Entre pedra e madeira, em uma casa típica de Big Bear Lake, na Califórnia, há um velho japonês. Ele é tão velho que a sua pele é fina, transparente, encarquilhada. Debaixo dos olhos, há duas bolsas inchadas com aquela pele e mais o que ela encobre; nada que o impeça de sorrir, como um menino, para quem chega. A coluna vertebral está inclinada para frente e para os lados. Os dois lados, daí os movimentos lentos, em uma velocidade indetectável por um velocímetro padrão. A energia que lhe sobra está apontada para fazer sushi.
O velho japonês é sushiman do único restaurante especializado de Big Bear Lake. Não se pode saber há quanto tempo ele está ali realizando a sua tarefa diariamente, sem domingos nem feriados. Não compreenderíamos o inglês que entoa, voltaremos a isso. Pela precisão dos movimentos das mãos, superando artroses profundas da idade, podemos supor que faz muito tempo. Não nos deteremos mais no corpo aparentemente cansado, nem no olhar afetado pelas cataratas ainda não removidas. Seguiremos a nossa observação através da língua. Porque, para cada cliente que entra no estabelecimento, o velho japonês comunica em alto e bom som, diretamente do seu reversado, atrás de um balcão: “Ãniplas, Âniplas”.
Ao tentar dizer “anyplace”, está convidando os clientes para se sentarem em qualquer lugar entre os disponíveis no recinto, mas ninguém é capaz de compreender a pronúncia, nem mesmo os americanos de origem oriental. Sem se abater com isso, ele segue repetindo com uma tranquilidade zen: “Ãniplas, ãniplas”. As pessoas giram as cabeças como cães que se esforçam para compreender a linguagem humana, depois dizem palavras ligeiras e que escapam ao ritmo do japonês. Minutos mais tarde, talvez sensibilizado pelos gestos lentos do interlocutor, o cliente entende o comando e, finalmente, escolhe algum lugar. Passado mais um tempo, com muita habilidade e o saber profundo de quem domina o seu metiê, o velho entrega um sushi mais saboroso do que qualquer outro, incluindo o de cidades onde são muitos os restaurantes japoneses.
Não vou me deter no gosto do sushi de três cores, com camarão, salmão e abacate. Seria impossível fazê-lo em qualquer idioma. Vou me focar na serenidade deste velho homem diante da incompreensão do “ãniplas”. Ela me remete à força e à paciência de meus avós imigrantes, oriundos da Europa do Leste, em sua chegada ao Brasil, no século passado, quando não sabiam descascar uma banana ou confundiam “coitado” com “cuidado,” fazendo as suas autoestimas dizerem com firmeza que não eram “coitados”, na hora de ouvirem recomendações de cuidado, ao atravessarem as ruas. Por mais que não fossem compreendidos no português capenga, conseguiam realizar a sua tarefa que era vender as mercadorias que retiravam das maletas, por toda Porto Alegre, incluindo subúrbios distantes. Imagino-os não recuando a vendas nem às contingências de algum negócio intrincado, só porque não estavam sendo compreendidos em seus sotaques de um pobre vocabulário.

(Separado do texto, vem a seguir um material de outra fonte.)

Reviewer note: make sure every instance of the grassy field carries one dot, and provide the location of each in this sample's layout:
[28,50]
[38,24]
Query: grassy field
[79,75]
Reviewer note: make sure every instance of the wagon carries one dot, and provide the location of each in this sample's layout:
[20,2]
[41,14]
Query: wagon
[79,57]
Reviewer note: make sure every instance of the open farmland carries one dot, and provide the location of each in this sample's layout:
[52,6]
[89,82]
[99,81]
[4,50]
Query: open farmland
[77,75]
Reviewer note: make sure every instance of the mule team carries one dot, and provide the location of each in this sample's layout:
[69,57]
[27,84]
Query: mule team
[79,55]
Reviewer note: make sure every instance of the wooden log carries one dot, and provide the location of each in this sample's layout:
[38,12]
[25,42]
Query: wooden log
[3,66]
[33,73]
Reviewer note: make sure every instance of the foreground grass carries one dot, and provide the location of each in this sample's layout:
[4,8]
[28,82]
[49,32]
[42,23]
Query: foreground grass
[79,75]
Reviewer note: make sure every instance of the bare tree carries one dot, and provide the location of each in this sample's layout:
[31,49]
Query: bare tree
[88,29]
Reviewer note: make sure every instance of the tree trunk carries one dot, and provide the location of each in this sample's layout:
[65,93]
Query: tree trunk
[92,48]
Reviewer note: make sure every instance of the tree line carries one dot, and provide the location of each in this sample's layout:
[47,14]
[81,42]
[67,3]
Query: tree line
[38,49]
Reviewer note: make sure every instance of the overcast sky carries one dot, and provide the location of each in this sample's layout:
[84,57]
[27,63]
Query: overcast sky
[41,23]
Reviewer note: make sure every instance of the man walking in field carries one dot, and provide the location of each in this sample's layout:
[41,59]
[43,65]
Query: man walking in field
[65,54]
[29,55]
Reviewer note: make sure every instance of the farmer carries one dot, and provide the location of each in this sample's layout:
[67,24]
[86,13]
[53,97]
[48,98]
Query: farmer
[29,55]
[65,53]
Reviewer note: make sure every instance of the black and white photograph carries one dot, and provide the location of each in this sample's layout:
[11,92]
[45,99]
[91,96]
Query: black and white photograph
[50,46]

Dia desses, assisti com o coração dilacerado a mais um naufrágio de um pequeno barco com muitos imigrantes, entre as costas da África e da Itália. Naquele momento, diante do resgate dos cadáveres de muitos velhos, jovens e crianças (bebês, inclusive), eu me fiz duas perguntas: por que isso acontecia e onde aquelas pessoas poderiam se estabelecer para uma vida sem miséria nem perseguições?
Para a primeira pergunta, não obtive resposta. Na segunda, fui socorrido por um velho japonês que sussurrava aos meus ouvidos: “Ãniplas! Ãniplas!”.